Available in SHREVEPORT/MONROE region only.

Additional Codes

Epic EAP: LAB8905

Epic Description: Childhood Allergy Panel

 

Specimen Type

Blood

Specimen Required

 

 

  Collection Container Preferred Volume Minimum Volume
Preferred

Gold, Clot Activator with Inert Gel

5.0 mL for 5 allergens 1.0 mL for 1 allergen
Alternate Red, No Anticoagulant, No gel OR Lavender, EDTA 5.0 mL for 5 allergens 1.0 mL for 1 allergen
Preferred Micropuncture Gold Micro, Clot Activator with Inert Gel 4 X 0.6 mL (3 allergens) 2 X 0.6 mL (2 allergens)
Alternate Micropuncture Red Micro, No anticoagulant, No gel 4 X 0.6 mL (3 allergens) 2 X 0.6 mL (2 allergens)

 

Specimen Stability

7 days refrigerated; 14 days frozen

Instructions for Collection and Transport

Centrifuge specimen. Aliquot serum/plasma into screw-capped plastic tube. Transport refrigerated on freeze packs.

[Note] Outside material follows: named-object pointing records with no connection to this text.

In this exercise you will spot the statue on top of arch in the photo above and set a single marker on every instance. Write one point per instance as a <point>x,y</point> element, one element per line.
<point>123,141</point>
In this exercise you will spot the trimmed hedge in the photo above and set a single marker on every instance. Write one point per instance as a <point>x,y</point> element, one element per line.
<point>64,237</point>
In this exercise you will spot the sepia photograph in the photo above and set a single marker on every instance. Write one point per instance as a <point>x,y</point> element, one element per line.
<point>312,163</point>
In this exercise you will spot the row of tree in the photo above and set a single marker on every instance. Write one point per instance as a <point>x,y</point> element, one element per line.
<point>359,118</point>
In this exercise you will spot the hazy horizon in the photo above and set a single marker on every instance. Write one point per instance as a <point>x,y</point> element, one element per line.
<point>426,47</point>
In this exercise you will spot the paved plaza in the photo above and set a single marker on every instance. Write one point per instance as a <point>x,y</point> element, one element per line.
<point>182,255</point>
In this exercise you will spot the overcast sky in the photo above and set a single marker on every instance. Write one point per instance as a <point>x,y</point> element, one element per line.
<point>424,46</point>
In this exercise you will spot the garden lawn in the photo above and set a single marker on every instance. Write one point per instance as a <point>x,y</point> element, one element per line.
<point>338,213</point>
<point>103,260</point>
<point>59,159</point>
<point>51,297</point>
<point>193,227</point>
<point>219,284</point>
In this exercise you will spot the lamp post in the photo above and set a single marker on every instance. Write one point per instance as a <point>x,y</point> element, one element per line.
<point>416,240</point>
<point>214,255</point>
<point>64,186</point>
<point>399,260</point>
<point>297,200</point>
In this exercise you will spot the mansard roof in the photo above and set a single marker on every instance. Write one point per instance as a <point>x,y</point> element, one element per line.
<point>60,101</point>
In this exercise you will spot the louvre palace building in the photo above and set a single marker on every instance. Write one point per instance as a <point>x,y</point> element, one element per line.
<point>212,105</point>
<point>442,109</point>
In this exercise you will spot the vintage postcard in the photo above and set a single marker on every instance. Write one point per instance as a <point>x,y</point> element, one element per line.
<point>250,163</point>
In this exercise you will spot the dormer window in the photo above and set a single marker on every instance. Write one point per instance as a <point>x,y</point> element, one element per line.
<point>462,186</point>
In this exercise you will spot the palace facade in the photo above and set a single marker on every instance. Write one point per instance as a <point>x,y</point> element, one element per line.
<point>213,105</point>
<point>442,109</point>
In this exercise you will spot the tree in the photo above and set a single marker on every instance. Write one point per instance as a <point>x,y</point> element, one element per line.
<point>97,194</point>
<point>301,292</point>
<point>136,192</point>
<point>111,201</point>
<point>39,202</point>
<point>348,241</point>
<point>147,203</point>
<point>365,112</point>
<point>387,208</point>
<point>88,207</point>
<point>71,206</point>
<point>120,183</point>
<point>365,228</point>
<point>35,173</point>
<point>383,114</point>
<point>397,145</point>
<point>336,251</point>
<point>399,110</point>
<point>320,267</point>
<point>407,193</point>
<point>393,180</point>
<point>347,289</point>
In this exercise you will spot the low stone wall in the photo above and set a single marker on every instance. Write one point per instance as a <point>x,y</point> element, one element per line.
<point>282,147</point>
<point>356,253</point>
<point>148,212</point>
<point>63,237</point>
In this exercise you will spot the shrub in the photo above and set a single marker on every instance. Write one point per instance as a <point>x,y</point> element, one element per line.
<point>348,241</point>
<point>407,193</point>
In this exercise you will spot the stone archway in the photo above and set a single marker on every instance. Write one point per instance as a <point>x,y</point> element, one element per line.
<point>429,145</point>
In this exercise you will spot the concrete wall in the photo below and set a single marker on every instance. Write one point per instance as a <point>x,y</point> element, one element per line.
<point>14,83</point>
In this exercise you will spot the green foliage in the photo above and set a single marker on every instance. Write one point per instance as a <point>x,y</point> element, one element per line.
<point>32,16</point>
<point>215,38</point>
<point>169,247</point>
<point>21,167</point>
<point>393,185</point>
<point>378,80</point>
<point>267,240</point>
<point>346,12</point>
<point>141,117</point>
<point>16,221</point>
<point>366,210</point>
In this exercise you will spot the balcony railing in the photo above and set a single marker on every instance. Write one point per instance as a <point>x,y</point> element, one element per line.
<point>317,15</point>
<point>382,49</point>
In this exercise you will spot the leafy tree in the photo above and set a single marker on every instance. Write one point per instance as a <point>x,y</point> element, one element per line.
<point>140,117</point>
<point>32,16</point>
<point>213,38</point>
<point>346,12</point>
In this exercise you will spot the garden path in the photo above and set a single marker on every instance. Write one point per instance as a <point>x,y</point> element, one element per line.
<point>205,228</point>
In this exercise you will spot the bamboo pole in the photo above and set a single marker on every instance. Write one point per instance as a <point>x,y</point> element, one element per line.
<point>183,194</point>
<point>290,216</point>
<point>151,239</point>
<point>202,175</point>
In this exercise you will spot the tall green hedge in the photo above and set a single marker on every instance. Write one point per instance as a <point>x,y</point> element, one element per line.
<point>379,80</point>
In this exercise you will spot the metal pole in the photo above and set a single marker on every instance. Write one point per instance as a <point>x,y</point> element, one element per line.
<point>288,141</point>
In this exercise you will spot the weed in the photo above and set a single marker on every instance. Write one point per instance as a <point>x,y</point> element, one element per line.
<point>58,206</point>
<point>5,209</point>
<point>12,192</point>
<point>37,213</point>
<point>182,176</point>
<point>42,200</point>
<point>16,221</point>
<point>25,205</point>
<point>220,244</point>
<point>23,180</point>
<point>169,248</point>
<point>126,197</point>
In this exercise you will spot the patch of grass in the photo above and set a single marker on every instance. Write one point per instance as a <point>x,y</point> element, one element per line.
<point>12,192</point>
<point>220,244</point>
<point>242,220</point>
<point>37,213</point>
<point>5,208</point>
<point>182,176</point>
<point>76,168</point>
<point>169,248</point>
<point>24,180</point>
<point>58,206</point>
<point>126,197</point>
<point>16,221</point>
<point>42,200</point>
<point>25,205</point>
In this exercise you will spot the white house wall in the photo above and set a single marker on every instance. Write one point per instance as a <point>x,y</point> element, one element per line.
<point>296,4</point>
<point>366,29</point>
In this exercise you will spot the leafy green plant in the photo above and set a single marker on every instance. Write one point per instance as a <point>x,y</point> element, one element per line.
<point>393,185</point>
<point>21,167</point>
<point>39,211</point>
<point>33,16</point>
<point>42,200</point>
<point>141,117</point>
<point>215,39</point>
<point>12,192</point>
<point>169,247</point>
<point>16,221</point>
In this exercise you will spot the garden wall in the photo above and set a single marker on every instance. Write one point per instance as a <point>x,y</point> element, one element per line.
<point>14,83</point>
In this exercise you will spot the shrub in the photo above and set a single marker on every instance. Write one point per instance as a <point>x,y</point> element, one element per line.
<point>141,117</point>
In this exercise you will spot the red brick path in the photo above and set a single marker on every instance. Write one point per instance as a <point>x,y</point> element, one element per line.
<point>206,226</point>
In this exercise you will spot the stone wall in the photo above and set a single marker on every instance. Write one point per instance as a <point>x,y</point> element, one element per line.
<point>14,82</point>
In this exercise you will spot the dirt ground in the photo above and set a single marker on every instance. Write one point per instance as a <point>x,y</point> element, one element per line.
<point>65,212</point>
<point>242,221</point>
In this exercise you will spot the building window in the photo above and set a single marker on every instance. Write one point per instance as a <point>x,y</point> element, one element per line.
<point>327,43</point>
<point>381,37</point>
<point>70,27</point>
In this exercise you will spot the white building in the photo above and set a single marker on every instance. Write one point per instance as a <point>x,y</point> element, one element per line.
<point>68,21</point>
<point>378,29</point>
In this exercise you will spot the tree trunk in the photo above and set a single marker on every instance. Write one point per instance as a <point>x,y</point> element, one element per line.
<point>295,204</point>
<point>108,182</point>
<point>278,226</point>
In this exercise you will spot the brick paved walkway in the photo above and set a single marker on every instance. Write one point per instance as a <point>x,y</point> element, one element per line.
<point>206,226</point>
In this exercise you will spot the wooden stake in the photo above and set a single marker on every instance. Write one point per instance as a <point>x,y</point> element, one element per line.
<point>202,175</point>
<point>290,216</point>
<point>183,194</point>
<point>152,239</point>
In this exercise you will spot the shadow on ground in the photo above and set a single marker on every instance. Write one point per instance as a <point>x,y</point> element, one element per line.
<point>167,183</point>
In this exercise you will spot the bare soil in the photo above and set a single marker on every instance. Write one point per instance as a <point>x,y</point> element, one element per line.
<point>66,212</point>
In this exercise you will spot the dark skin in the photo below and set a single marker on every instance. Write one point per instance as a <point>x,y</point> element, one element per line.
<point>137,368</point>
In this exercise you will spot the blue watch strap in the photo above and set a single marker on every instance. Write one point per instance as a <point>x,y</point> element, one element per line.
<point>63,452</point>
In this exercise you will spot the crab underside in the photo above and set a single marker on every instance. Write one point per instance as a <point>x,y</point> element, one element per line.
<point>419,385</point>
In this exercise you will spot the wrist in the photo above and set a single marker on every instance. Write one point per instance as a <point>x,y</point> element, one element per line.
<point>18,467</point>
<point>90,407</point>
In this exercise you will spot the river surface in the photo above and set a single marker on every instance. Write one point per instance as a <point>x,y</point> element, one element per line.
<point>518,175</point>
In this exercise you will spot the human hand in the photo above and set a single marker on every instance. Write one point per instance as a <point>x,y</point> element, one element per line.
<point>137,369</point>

Refrigerate if holding overnight.

Aliquot Requirements

Serum, Plasma

Optimum 3.0mL for 16 allergens

Minimum 1.2 mL 

Performing Lab

Sendout Lab

Reference Lab: WARDE LAB order code CAP

Assay Frequency

Monday – Friday

Routine Turnaround Time

2-3 days, excluding weekends and holidays.

CSR Storage Requirements

Centrifuge specimen. Aliquot serum/plasma into screw-capped plastic tube. Refrigerate if holding overnight.